L’expression politique, souvent idéologique, détourne le sens des mots pour nous faire entrer dans un nouveau monde, dénoncé par George Orwell dans son célèbre roman 1984, où tout est relatif car tout se vaut, où la vérité ne se distingue plus du mensonge, où les mots ont le sens qui leur est attribué tantôt par une loi, tantôt par une minorité, pour faire valoir ou imposer des idées. On assiste à une déconstruction du langage ou un hold-up des mots, pour nous influencer à penser autrement. Et cette manipulation linguistique entraîne notamment une déconstruction du droit, surtout lorsqu’il concerne les personnes, les liens entre les personnes (mariage, filiation), l’origine ou le terme de la vie.
Que signifie désormais le mot « père » lorsqu’il peut être une femme, comme a pu l'affirmer Emmanuel Macron et avant lui Agnès Buzyn, alors ministre de la Santé ? Que signifie le mot « animal » quand on remet ainsi en cause la frontière entre l’homme et l’animal, en autorisant avec le projet de loi Bioéthique la création d'embryons chimères animal-homme ?
Il importe d’être bien conscient des enjeux inhérents à l’utilisation politique de la sémantique.
Que penser du mot « égalité » quand il sert à justifier toujours plus de droits, parfois au profit de quelques-uns ? Du mot « dignité » quand il est utilisé pour faire valoir l’euthanasie ou le suicide assisté ? Quel sens donner au mot « république », tellement rabâché, mis à toutes les sauces, devenant le substantif des politiques en mal d’arguments ? À chaque attentat islamiste, voici le microcosme politique quasi unanime hurlant que « la République est en danger ». Pourtant, ce sont avant tout les hommes et femmes que l'islamisme met en danger, plus que le système républicain. Quand un musulman terroriste tue, il crie : « Allah Akbar », ce qui veut dire : « Dieu est grand », et non pas : « À bas la République » ! Si les dirigeants politiques osaient parler davantage de la « France » plutôt que de la « République », n’aurions-nous pas plus de facilité à comprendre ce que nous sommes et ce qui nous unit profondément ? Si le mot « conservateur » ne renvoyait pas à la notion de « rétrograde, hostile au progrès » mais à l’idée de conservation de certaines valeurs ou habitudes, comme en matière d’éducation des enfants par exemple, le débat public n’en serait-il pas changé ?
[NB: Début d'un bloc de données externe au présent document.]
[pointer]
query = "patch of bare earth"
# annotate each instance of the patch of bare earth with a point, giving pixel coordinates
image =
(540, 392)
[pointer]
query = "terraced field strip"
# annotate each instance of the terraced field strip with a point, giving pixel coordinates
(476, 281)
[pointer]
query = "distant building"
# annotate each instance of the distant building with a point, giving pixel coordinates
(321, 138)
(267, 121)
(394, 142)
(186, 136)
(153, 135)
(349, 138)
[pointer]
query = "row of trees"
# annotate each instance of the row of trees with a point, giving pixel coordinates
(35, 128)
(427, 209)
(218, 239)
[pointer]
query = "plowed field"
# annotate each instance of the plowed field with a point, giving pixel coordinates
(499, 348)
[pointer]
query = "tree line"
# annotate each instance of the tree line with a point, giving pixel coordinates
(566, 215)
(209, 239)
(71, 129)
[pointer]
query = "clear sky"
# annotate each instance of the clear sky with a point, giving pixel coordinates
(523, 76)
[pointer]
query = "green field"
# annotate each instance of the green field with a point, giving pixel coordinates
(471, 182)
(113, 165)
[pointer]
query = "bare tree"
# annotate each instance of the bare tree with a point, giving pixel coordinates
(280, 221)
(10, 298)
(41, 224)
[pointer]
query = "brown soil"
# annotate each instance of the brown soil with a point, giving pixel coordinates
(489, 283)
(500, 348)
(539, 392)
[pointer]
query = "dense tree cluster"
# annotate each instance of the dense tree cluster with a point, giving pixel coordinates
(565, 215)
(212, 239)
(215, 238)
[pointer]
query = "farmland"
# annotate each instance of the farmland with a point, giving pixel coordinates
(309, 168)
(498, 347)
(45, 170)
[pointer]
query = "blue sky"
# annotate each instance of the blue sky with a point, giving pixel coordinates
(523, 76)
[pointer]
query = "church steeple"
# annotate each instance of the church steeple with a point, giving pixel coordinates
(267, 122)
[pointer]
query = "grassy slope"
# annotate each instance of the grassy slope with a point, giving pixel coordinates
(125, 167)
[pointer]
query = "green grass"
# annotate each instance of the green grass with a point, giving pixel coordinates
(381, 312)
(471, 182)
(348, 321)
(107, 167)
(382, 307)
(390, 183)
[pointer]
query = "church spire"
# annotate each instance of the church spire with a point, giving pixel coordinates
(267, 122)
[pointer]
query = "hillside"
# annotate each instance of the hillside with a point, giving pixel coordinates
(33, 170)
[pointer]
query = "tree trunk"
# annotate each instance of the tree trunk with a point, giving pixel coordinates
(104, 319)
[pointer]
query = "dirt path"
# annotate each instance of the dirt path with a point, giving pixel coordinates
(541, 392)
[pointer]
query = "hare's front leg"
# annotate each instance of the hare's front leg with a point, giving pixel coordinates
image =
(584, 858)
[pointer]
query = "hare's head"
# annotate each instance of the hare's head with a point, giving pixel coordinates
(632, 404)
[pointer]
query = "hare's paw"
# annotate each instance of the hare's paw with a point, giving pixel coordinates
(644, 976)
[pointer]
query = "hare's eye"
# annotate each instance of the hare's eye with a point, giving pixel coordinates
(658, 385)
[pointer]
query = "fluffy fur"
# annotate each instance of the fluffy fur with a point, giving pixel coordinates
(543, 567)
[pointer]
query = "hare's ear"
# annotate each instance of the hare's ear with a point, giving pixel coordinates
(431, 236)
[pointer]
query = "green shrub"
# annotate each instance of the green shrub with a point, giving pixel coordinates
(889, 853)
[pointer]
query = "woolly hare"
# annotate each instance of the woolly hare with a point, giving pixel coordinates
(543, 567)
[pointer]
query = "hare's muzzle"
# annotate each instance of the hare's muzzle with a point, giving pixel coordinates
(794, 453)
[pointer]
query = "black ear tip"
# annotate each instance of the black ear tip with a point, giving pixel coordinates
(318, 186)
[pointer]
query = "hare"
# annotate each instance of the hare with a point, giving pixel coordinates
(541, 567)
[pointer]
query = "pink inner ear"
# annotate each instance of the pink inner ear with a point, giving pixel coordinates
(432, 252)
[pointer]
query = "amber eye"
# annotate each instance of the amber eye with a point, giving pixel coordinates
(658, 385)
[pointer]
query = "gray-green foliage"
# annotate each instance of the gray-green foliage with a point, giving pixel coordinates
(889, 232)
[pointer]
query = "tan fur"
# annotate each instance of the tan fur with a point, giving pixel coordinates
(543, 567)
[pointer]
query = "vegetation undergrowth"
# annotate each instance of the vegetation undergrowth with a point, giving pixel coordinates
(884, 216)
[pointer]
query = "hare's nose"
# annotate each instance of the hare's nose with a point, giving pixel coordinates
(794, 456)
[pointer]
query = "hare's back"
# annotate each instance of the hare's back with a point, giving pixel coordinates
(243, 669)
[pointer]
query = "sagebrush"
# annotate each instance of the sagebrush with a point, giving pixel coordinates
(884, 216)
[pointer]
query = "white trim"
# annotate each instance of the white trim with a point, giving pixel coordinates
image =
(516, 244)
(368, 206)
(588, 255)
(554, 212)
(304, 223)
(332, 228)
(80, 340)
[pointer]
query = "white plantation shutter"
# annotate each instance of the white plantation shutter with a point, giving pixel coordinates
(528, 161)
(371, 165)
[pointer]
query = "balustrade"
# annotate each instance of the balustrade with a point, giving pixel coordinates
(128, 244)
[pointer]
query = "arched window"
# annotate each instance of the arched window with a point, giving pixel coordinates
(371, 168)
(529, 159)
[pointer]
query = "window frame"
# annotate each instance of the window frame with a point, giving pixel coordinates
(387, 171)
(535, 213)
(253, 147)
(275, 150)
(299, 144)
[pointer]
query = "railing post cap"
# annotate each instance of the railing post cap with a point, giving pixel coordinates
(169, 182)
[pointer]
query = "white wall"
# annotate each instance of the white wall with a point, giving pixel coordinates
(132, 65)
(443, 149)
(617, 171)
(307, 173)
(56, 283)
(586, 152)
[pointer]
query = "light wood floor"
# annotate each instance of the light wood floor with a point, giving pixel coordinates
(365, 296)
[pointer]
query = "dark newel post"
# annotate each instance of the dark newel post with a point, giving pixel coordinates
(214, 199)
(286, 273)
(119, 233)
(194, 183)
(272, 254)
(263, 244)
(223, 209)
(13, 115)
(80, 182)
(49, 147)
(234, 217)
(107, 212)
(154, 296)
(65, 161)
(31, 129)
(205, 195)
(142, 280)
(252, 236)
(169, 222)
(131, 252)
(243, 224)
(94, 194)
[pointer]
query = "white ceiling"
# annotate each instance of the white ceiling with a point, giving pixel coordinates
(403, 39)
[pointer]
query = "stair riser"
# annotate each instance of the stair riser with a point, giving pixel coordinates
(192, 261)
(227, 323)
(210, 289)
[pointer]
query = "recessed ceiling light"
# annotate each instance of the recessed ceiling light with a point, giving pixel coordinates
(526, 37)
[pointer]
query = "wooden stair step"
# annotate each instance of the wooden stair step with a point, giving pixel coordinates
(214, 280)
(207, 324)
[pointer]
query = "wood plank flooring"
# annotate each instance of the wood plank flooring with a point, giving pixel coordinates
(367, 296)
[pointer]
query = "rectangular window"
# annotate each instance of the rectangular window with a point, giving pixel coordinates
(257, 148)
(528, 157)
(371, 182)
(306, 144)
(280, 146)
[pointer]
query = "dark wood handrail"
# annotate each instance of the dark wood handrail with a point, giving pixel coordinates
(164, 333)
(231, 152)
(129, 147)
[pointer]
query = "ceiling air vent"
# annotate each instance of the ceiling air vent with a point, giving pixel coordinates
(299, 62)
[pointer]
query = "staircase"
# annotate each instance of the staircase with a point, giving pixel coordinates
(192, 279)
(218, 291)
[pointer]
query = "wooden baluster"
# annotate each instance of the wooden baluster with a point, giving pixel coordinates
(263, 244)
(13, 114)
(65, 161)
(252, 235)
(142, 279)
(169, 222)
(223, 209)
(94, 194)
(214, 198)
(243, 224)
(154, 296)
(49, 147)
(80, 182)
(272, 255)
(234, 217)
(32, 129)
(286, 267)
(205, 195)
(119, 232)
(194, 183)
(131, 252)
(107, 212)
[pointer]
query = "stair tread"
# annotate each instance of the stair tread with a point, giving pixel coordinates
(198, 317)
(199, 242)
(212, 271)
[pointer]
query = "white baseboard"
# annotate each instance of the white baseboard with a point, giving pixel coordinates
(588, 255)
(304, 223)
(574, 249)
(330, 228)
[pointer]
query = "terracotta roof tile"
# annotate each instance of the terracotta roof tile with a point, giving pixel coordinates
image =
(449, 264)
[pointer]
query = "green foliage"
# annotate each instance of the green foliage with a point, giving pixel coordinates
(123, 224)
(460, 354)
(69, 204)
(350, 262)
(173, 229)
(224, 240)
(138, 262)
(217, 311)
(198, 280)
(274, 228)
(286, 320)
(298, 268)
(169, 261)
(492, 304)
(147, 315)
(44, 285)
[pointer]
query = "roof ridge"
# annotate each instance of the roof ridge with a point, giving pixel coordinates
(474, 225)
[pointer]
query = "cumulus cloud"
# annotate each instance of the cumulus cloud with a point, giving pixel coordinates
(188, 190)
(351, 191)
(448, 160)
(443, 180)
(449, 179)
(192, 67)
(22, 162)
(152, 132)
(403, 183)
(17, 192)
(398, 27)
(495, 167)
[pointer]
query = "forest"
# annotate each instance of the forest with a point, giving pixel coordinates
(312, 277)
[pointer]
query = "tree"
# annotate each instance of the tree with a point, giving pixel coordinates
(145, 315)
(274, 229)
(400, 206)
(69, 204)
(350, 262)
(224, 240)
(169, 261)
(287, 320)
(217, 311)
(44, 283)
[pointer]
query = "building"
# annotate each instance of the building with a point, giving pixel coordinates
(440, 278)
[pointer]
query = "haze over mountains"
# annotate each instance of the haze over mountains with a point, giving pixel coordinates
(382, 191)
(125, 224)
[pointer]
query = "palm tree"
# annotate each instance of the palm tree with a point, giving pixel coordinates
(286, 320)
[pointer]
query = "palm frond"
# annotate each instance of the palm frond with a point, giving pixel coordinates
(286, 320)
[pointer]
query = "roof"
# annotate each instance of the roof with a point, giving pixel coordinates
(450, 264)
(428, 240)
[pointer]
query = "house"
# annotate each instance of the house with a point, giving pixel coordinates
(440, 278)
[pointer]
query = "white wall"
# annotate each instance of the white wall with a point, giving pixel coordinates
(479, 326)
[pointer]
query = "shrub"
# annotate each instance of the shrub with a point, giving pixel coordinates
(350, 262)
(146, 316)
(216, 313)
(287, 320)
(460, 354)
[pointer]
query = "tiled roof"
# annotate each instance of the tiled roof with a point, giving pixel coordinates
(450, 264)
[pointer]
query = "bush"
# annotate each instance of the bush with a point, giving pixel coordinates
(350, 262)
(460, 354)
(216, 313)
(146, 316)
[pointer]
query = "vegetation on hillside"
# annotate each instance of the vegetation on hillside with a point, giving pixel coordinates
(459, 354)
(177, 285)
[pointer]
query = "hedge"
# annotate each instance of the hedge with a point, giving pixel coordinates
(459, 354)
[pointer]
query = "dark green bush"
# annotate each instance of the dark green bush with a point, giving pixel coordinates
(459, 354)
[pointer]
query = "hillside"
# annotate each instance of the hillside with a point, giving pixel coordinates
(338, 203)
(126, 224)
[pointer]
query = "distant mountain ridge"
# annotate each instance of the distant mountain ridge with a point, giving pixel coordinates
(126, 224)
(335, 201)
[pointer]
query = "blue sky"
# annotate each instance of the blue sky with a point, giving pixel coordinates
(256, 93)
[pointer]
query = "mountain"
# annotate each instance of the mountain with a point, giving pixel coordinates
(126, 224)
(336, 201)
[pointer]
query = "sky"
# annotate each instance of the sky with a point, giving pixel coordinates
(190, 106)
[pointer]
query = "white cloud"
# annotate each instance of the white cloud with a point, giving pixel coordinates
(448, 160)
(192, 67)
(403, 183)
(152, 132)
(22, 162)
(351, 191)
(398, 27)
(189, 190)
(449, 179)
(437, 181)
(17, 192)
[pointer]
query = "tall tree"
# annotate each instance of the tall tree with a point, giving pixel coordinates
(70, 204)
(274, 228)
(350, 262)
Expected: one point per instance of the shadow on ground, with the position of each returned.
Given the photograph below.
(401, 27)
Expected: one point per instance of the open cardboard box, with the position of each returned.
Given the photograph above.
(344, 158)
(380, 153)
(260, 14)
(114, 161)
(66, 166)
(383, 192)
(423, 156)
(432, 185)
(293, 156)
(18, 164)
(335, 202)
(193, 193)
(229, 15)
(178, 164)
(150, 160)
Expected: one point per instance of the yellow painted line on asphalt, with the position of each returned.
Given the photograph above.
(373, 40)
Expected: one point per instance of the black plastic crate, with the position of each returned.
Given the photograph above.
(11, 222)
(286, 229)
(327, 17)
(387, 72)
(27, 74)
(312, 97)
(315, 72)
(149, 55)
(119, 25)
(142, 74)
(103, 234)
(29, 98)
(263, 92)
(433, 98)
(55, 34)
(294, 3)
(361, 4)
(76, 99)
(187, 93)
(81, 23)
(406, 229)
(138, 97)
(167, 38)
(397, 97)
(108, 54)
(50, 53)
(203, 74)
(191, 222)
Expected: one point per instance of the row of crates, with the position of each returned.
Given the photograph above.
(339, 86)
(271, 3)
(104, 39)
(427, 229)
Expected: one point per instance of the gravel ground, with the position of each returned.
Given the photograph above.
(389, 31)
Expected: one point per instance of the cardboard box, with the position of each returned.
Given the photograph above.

Peut-on réellement parler de « loi bioéthique » dès lors que la bioéthique n’a réellement de sens que pour limiter les excès de l’homme et fixer un cadre juridique à la science mais qu'elle devient un prétexte pour soi-disant faire « évoluer » le droit, approuver ce que l’éthique réprouve et donner une bonne conscience au législateur ? Face à la confusion savamment entretenue par ceux qui ont intérêt à ne pas débattre sur les sujets de fond et le sens des mots, il importe d’être bien conscient des enjeux inhérents à l’utilisation politique de la sémantique. Le Hold-up des mots (L’Archipel) a ainsi pour objectif de redonner du sens aux mots. Pas à tous les mots, bien évidemment — il ne s’agit pas d’un dictionnaire —, mais à certains couramment utilisés dans le langage politique et culturel. Pour rebâtir une pensée intelligente et des idées en adéquation avec la réalité, pour redevenir « maître » des mots et ainsi de soi-même, redéfinissons les mots, retrouvons leur sens. Il nous faut parler juste, toujours plus juste. N’ayons pas peur des mots…
Le Hold-up des mots, par Geoffroy de Vries, L'Archipel, juin 2021.